There is a lot of variants and approaches to objective metrics:
- Full reference, no-reference, and reduced reference, depending on whether the undistorted source signal is needed or not to provide metrics score. In real world, the source image is usually unavailable, so building a “good” no-reference metrics is a difficult and challenging task.
- Top-bottom (TB) or bottom-top (BT) model. In BT model, various basic psychovisual features are evaluated to build an approximation to a human visual system (HVS). In TB, HVS is simulated in its completeness as a black box, and only input-output relations are of interest.
Some of the metrics are freely available, others are sold as proprietary by the companies. The following full-reference metrics are the most available and used for objective quality assessment:
1. Peak Signal-to-Noise Ratio (PSNR): fast and easy to compute metrics. The signal in this case is the original data, and the noise is the error introduced by compression.

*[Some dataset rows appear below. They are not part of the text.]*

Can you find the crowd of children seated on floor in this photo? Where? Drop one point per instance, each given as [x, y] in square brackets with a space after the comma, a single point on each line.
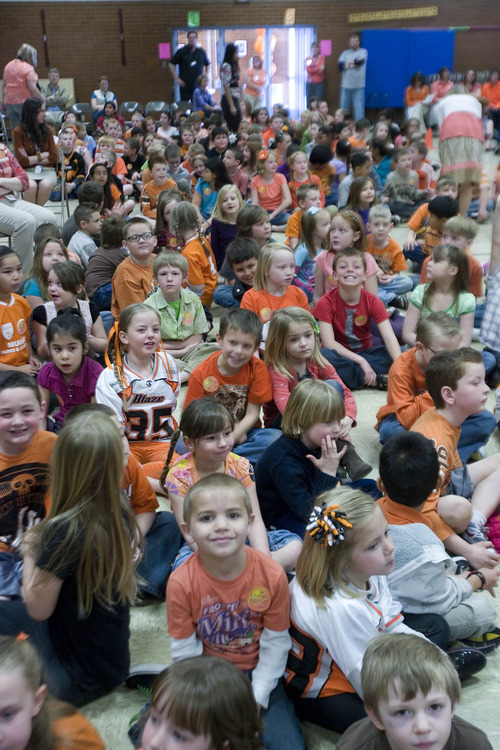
[262, 470]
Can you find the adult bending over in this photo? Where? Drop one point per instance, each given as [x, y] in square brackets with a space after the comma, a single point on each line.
[36, 151]
[230, 85]
[19, 82]
[18, 218]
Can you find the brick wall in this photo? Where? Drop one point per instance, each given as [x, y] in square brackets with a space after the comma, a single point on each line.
[84, 42]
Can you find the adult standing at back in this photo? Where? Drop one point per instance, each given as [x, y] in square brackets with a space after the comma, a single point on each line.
[230, 87]
[56, 97]
[315, 68]
[352, 63]
[20, 82]
[100, 97]
[192, 61]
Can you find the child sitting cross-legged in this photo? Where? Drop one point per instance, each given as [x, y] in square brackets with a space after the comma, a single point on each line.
[305, 459]
[424, 579]
[292, 356]
[408, 397]
[237, 379]
[231, 601]
[392, 286]
[340, 603]
[344, 316]
[411, 692]
[242, 256]
[182, 318]
[467, 495]
[207, 429]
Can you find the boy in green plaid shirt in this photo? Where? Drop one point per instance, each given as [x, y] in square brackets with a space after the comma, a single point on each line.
[182, 316]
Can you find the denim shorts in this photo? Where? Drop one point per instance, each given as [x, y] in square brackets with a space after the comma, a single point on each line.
[460, 483]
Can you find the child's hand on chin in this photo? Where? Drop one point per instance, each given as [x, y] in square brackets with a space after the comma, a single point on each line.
[329, 460]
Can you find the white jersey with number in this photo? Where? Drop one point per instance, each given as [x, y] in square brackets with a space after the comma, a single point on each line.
[147, 404]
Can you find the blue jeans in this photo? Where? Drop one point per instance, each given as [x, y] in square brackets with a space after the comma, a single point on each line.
[398, 285]
[281, 726]
[353, 100]
[161, 546]
[223, 296]
[476, 431]
[350, 373]
[257, 441]
[102, 297]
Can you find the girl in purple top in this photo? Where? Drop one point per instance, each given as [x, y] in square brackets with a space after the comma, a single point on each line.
[70, 376]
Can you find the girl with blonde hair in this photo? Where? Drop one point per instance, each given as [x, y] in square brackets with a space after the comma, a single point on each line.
[79, 563]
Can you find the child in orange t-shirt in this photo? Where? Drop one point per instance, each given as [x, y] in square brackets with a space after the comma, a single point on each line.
[15, 346]
[299, 164]
[270, 190]
[25, 454]
[247, 620]
[407, 395]
[239, 380]
[133, 279]
[202, 273]
[152, 190]
[307, 197]
[460, 231]
[467, 495]
[392, 287]
[419, 221]
[272, 284]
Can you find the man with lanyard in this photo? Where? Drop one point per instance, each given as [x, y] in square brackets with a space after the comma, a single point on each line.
[352, 63]
[192, 61]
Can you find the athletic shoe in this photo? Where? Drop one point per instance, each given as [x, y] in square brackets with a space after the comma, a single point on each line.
[467, 661]
[142, 676]
[485, 643]
[400, 301]
[474, 533]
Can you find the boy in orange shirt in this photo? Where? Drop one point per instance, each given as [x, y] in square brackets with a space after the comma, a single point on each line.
[392, 287]
[133, 279]
[418, 222]
[439, 209]
[239, 380]
[307, 196]
[150, 192]
[468, 495]
[361, 130]
[232, 601]
[461, 231]
[407, 395]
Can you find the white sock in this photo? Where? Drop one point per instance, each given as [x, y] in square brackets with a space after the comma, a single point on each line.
[478, 517]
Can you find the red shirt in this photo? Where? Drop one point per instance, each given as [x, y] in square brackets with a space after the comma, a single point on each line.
[351, 323]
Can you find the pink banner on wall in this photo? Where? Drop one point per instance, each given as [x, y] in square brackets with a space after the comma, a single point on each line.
[325, 47]
[164, 51]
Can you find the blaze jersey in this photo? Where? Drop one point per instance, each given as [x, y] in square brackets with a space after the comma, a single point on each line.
[146, 405]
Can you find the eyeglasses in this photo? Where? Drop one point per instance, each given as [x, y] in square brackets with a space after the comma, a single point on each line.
[137, 237]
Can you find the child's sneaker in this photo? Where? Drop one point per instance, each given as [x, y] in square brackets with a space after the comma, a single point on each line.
[485, 643]
[497, 404]
[400, 301]
[475, 533]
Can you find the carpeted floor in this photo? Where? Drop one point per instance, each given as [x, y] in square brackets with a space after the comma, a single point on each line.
[149, 639]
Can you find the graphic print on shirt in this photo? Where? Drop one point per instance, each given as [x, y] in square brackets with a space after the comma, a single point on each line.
[22, 498]
[226, 627]
[354, 342]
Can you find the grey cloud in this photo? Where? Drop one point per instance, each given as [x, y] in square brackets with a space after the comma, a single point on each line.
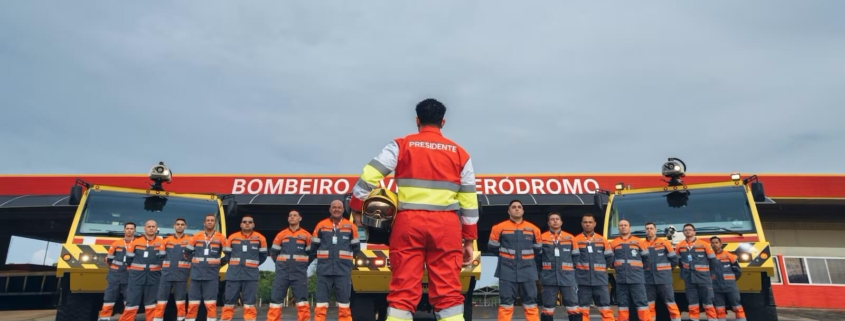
[541, 87]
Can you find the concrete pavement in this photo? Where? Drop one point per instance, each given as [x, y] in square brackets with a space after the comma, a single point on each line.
[479, 314]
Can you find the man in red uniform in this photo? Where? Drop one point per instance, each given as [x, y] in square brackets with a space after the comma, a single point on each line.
[435, 179]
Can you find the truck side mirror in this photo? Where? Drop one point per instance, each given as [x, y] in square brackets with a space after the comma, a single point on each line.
[757, 192]
[75, 195]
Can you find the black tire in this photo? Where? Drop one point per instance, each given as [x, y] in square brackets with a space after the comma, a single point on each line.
[758, 308]
[79, 306]
[363, 307]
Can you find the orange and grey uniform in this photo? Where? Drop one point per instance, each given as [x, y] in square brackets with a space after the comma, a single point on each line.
[335, 245]
[630, 256]
[658, 276]
[144, 277]
[518, 245]
[724, 286]
[205, 252]
[697, 258]
[291, 250]
[438, 206]
[245, 253]
[116, 279]
[595, 254]
[557, 275]
[174, 275]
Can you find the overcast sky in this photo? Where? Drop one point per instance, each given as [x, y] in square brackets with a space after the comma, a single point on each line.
[289, 87]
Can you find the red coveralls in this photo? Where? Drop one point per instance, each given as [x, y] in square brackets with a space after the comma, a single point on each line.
[435, 178]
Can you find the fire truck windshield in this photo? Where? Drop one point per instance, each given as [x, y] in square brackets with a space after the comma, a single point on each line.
[722, 210]
[105, 212]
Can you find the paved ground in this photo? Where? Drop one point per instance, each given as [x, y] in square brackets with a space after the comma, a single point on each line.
[479, 314]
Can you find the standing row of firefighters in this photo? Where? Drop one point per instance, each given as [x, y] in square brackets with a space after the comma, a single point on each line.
[147, 269]
[575, 267]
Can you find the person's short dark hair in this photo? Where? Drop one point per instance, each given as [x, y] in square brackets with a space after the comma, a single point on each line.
[431, 112]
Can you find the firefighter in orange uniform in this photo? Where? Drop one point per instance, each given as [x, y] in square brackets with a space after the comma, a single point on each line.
[630, 255]
[117, 276]
[658, 273]
[174, 271]
[335, 240]
[726, 293]
[291, 250]
[595, 255]
[558, 273]
[205, 252]
[435, 179]
[144, 273]
[518, 243]
[697, 260]
[247, 250]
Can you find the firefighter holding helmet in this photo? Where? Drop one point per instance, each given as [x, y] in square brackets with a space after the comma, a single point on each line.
[435, 217]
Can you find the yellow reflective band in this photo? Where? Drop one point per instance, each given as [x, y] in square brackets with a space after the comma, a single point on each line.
[428, 196]
[468, 201]
[372, 175]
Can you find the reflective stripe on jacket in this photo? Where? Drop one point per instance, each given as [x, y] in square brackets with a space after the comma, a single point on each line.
[662, 260]
[432, 173]
[594, 258]
[205, 265]
[630, 255]
[518, 245]
[558, 270]
[726, 273]
[144, 263]
[116, 259]
[335, 246]
[246, 253]
[174, 265]
[291, 250]
[696, 260]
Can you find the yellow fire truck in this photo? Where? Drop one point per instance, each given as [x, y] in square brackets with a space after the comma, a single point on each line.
[371, 277]
[100, 216]
[726, 209]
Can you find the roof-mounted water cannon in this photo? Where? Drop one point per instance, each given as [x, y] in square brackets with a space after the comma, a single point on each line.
[674, 169]
[158, 174]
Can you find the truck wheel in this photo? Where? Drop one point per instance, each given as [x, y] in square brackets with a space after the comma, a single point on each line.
[757, 308]
[363, 307]
[79, 306]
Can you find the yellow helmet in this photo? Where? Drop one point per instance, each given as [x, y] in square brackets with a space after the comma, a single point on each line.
[379, 209]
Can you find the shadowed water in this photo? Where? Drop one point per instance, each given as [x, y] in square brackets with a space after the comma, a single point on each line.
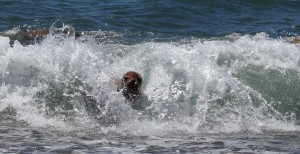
[218, 77]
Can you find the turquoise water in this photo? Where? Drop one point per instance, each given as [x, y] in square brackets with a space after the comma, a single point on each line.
[219, 77]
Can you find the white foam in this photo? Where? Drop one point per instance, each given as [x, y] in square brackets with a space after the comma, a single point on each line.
[182, 81]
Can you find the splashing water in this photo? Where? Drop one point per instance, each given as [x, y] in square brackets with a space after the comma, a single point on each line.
[226, 85]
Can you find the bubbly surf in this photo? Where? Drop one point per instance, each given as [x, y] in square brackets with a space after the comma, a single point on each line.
[203, 86]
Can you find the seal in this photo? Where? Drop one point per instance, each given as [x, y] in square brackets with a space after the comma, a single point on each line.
[130, 84]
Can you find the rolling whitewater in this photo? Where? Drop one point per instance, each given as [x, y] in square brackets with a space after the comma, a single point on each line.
[218, 77]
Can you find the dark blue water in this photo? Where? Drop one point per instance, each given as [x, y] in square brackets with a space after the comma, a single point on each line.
[219, 76]
[184, 18]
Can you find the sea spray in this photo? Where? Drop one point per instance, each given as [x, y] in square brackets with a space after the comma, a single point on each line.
[199, 86]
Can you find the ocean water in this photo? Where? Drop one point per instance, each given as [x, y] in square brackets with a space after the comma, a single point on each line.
[219, 76]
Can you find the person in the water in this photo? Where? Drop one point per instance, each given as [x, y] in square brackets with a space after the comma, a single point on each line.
[131, 87]
[130, 84]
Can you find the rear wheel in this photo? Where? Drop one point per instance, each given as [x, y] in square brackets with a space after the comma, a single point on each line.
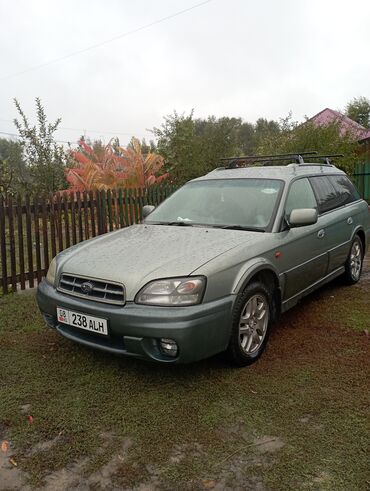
[353, 266]
[251, 324]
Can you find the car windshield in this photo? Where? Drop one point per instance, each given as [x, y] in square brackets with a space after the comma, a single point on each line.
[229, 203]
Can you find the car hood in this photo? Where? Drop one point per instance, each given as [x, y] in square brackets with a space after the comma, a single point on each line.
[138, 254]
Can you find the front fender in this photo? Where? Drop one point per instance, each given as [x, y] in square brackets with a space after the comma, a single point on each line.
[250, 269]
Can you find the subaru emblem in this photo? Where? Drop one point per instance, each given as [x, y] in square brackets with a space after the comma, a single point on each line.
[87, 287]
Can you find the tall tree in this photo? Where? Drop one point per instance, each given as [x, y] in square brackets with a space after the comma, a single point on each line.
[45, 159]
[14, 177]
[192, 147]
[358, 109]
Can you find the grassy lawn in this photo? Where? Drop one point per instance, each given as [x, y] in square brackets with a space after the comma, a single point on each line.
[297, 419]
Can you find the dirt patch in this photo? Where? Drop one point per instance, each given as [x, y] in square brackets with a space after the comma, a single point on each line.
[268, 444]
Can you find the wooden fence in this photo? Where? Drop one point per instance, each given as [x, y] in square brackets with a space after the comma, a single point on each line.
[34, 229]
[361, 178]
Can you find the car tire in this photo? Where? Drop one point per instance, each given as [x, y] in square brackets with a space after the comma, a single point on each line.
[251, 323]
[353, 265]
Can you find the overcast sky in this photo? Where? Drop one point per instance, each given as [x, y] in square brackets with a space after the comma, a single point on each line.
[243, 58]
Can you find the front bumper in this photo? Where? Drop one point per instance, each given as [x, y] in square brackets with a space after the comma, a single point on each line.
[134, 330]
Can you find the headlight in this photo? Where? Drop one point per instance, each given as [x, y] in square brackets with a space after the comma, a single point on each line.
[50, 277]
[173, 291]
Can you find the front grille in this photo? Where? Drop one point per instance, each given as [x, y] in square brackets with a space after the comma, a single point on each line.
[92, 289]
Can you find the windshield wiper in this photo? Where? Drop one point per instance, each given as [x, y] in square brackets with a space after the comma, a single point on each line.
[239, 227]
[178, 223]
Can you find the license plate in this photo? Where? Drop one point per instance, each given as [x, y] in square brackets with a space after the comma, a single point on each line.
[82, 321]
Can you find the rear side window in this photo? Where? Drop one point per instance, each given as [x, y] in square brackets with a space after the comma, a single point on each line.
[326, 195]
[345, 189]
[300, 196]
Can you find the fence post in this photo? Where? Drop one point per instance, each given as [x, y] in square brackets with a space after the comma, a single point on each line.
[13, 263]
[4, 268]
[20, 242]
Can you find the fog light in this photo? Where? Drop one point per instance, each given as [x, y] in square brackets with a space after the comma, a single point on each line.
[168, 347]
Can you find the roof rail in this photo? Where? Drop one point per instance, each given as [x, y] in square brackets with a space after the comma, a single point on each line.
[327, 158]
[233, 161]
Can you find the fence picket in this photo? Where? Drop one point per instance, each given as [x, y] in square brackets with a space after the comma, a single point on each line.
[3, 249]
[45, 237]
[37, 238]
[65, 204]
[20, 243]
[29, 242]
[13, 264]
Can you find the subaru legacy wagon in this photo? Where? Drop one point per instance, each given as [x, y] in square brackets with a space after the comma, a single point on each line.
[212, 267]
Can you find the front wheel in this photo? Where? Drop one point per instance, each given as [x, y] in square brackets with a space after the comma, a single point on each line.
[353, 266]
[251, 324]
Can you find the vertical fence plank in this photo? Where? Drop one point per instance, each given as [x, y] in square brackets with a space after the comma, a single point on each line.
[86, 216]
[92, 212]
[37, 238]
[120, 204]
[103, 203]
[4, 268]
[109, 206]
[20, 243]
[73, 218]
[116, 221]
[29, 242]
[126, 207]
[45, 235]
[134, 205]
[13, 262]
[59, 222]
[79, 217]
[66, 219]
[52, 225]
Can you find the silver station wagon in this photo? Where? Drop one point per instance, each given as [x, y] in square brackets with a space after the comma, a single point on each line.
[211, 268]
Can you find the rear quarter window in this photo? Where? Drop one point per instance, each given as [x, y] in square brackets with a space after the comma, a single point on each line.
[326, 195]
[345, 189]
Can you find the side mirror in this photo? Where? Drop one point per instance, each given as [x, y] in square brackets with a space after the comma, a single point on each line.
[147, 209]
[301, 217]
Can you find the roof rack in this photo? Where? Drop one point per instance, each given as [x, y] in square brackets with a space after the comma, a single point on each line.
[326, 158]
[233, 161]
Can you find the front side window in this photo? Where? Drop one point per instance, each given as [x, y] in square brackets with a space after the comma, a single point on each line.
[300, 196]
[228, 203]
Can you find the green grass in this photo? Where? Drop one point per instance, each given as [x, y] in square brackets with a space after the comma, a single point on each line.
[184, 427]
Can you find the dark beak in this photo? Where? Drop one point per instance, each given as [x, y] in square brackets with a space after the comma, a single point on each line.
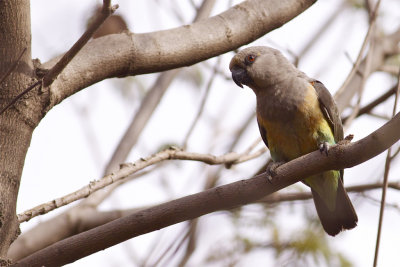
[239, 76]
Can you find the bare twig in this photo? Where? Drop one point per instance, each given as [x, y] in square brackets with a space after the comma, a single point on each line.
[219, 198]
[19, 96]
[106, 11]
[202, 103]
[360, 89]
[385, 181]
[129, 169]
[12, 68]
[52, 74]
[367, 108]
[357, 63]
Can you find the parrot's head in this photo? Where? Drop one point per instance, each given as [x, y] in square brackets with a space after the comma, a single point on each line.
[259, 67]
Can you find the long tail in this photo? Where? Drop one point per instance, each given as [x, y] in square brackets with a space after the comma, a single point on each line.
[343, 217]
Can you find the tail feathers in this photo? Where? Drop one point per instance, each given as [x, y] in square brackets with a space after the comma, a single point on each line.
[344, 216]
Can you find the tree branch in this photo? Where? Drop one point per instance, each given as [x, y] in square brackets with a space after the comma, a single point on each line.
[106, 11]
[131, 168]
[131, 54]
[219, 198]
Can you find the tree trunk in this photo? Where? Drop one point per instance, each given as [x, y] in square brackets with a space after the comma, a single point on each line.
[17, 123]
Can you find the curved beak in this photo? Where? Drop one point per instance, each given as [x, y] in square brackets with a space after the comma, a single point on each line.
[239, 76]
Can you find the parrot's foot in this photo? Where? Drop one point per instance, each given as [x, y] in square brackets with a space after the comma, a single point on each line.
[324, 147]
[271, 170]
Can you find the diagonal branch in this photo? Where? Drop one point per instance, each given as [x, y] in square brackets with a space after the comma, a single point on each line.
[106, 11]
[219, 198]
[131, 168]
[125, 54]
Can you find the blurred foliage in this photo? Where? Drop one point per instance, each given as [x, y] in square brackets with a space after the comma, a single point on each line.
[308, 246]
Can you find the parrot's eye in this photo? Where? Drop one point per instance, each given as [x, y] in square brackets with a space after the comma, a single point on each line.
[250, 59]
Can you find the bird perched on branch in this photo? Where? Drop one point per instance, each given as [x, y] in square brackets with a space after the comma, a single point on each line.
[297, 115]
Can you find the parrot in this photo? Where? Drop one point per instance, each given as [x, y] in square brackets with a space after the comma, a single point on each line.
[297, 115]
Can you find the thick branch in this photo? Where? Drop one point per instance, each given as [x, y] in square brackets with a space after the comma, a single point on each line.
[129, 169]
[219, 198]
[125, 54]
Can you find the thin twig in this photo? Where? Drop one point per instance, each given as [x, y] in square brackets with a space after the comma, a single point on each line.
[52, 74]
[361, 53]
[385, 181]
[202, 104]
[220, 198]
[107, 10]
[129, 169]
[367, 108]
[368, 63]
[19, 96]
[12, 68]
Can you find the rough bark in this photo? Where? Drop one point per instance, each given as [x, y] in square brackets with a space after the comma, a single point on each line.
[17, 124]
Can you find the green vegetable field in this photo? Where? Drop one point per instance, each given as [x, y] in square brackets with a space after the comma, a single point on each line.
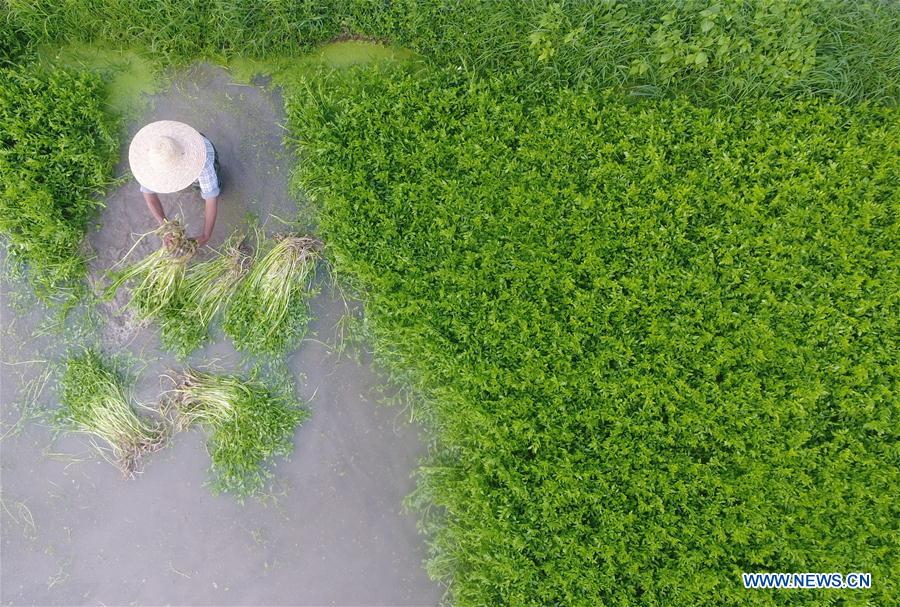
[636, 263]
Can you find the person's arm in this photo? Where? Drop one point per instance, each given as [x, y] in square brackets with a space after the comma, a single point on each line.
[212, 207]
[155, 206]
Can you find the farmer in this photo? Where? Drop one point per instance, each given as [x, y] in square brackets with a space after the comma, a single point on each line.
[168, 156]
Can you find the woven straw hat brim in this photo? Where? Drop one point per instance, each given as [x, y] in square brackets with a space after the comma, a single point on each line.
[173, 173]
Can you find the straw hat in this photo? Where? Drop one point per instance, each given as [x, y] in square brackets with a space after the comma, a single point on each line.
[166, 156]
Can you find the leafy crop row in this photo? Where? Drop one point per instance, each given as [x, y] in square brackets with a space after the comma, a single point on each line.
[719, 49]
[58, 146]
[658, 342]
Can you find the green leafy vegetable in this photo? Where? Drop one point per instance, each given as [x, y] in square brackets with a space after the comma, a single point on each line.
[248, 424]
[94, 400]
[58, 146]
[268, 313]
[206, 289]
[656, 342]
[158, 276]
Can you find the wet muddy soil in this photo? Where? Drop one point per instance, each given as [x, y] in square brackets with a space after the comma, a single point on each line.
[332, 531]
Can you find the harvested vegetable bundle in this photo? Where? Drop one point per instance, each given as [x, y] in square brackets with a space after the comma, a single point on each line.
[249, 425]
[94, 401]
[205, 290]
[268, 311]
[160, 274]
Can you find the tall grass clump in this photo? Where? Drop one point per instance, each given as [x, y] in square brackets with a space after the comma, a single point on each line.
[249, 425]
[206, 290]
[58, 146]
[269, 313]
[94, 400]
[157, 277]
[658, 348]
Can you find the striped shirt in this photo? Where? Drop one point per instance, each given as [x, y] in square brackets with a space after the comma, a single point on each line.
[208, 180]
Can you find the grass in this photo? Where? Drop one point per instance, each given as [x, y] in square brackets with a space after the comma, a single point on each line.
[205, 291]
[656, 341]
[268, 313]
[94, 400]
[159, 276]
[249, 425]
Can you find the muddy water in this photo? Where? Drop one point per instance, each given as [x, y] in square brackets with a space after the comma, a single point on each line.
[331, 532]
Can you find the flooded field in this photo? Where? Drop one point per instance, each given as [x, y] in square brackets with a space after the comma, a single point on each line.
[332, 530]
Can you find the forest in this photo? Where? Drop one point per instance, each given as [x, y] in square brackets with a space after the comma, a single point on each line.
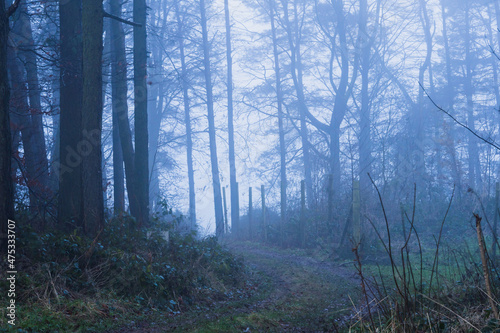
[249, 165]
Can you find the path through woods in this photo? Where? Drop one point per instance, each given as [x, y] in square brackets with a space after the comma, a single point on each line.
[288, 291]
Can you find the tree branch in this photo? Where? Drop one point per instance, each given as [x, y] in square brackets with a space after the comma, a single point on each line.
[119, 19]
[491, 143]
[12, 8]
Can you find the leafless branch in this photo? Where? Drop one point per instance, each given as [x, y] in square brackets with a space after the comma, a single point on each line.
[491, 143]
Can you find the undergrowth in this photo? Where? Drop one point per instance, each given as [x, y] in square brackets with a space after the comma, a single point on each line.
[69, 282]
[419, 290]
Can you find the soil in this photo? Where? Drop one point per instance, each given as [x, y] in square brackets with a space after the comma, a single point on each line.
[287, 291]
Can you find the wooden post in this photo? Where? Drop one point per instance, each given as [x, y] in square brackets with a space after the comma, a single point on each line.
[330, 203]
[302, 212]
[236, 213]
[484, 261]
[250, 222]
[226, 222]
[264, 223]
[356, 218]
[495, 222]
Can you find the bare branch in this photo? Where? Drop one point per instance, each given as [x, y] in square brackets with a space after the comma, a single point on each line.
[12, 8]
[491, 143]
[119, 19]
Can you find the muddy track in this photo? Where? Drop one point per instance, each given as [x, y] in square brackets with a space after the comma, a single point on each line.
[295, 293]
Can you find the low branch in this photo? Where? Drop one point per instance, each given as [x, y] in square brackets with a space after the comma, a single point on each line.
[12, 9]
[119, 19]
[491, 143]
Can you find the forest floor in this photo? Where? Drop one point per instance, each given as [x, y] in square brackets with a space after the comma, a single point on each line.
[286, 291]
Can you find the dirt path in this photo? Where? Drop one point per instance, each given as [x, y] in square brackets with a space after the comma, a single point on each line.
[291, 292]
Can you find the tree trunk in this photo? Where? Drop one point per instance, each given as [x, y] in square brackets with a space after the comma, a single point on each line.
[281, 130]
[92, 31]
[365, 144]
[450, 147]
[141, 112]
[296, 64]
[473, 158]
[37, 135]
[219, 216]
[235, 214]
[70, 203]
[6, 184]
[187, 121]
[120, 106]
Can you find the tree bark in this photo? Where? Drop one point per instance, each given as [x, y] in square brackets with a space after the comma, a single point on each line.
[6, 184]
[120, 105]
[70, 205]
[473, 158]
[41, 176]
[450, 147]
[281, 130]
[141, 112]
[235, 214]
[92, 31]
[187, 120]
[296, 64]
[219, 215]
[365, 144]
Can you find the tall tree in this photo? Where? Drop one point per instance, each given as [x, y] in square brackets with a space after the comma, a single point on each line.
[141, 111]
[24, 48]
[235, 214]
[281, 130]
[6, 184]
[219, 216]
[187, 117]
[365, 144]
[120, 105]
[294, 42]
[70, 204]
[472, 149]
[92, 31]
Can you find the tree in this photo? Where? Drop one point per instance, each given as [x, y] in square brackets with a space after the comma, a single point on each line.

2. Structural Similarity (SSIM): the metrics which measures similarity between two images by exploring structural information of spatially close pixels. This very positively perceived metrics has won Emmy award and has more than 30K citations on Google Scholar, which is even greater than citations of some of the video compression fundamental articles like about CABAC or rate-distortion optimization.
3. Video Multimethod Assessment Fusion (VMAF): an aggregate metrics from Netflix, a smart regression of several simpler metrics.
With machine learning and deep learning developments, we could expect the emergence of more aggregate metrics with finer and more precise prediction of MOS, which would help to make better decisions during video compression and transmission and ultimately to provide better QoE for end user.
Practical example
Now that we get some insights about video quality assessment, let’s check practically how to do a typical measurement: we get a sample stream, encode it using different encoder implementations, compare compression quality and get a judgement as to which implementation is better. Of course, we cannot make such decisions based just on one stream, but let’s assume such simplification for the clarity. For a stream, we will use «ducks take off» and for the metrics – PSNR.
First of all, we need to setup common test conditions (CTC) - align coding parameters between various implementations as much as possible to perform adequate comparison.
Second, we should set our major parameter – target bitrate – compression factor to satisfy space or network bandwidth constraints. Although all good implementations aim to keep the target bitrate, real bitrate always will always be different having some deviation. As a result, we need to set several operation points or bitrates to get several encoded streams and use them to plot the parameterized rate distortion curve. Such approach is also called the Bjøntegaard metrics (see ITU VCEG-M33 and VCEG-L38).
These curves show quality versus bitrate measured for a complete bitstream. On X-axis we have real bitrate, and on Y - distortion (aka quality metric output). All these calculations could be done using our free VQProbe tool
The main idea now is to estimate the area between these two curves to compute an average bit rate savings for equal measured quality - the Bjøntegaard-delta rate (BD-rate). This is done with the help of a piecewise cubic fitting of the curves, where the bit rate is measured in the log domain and integration determines the area between the two curves. The area is further divided by the PSNR range to obtain an average rate difference.
On the plot above, we have two curves, representing two encoder implementations: “red” and “blue”. Here “blue” encoder is slightly better, by 5.17% in terms of BD-rate for a specific stream.
There are several questions here like whether the PSNR metric is a good predictor of subjective quality and how well the difference in BD metric will correlate with difference in subjective quality. However generally, PSNR distortion metric with BD-rate calculations provides a uniform way to compare various encoders’ implementations against each other and helps to focus on creating new and better coding tools.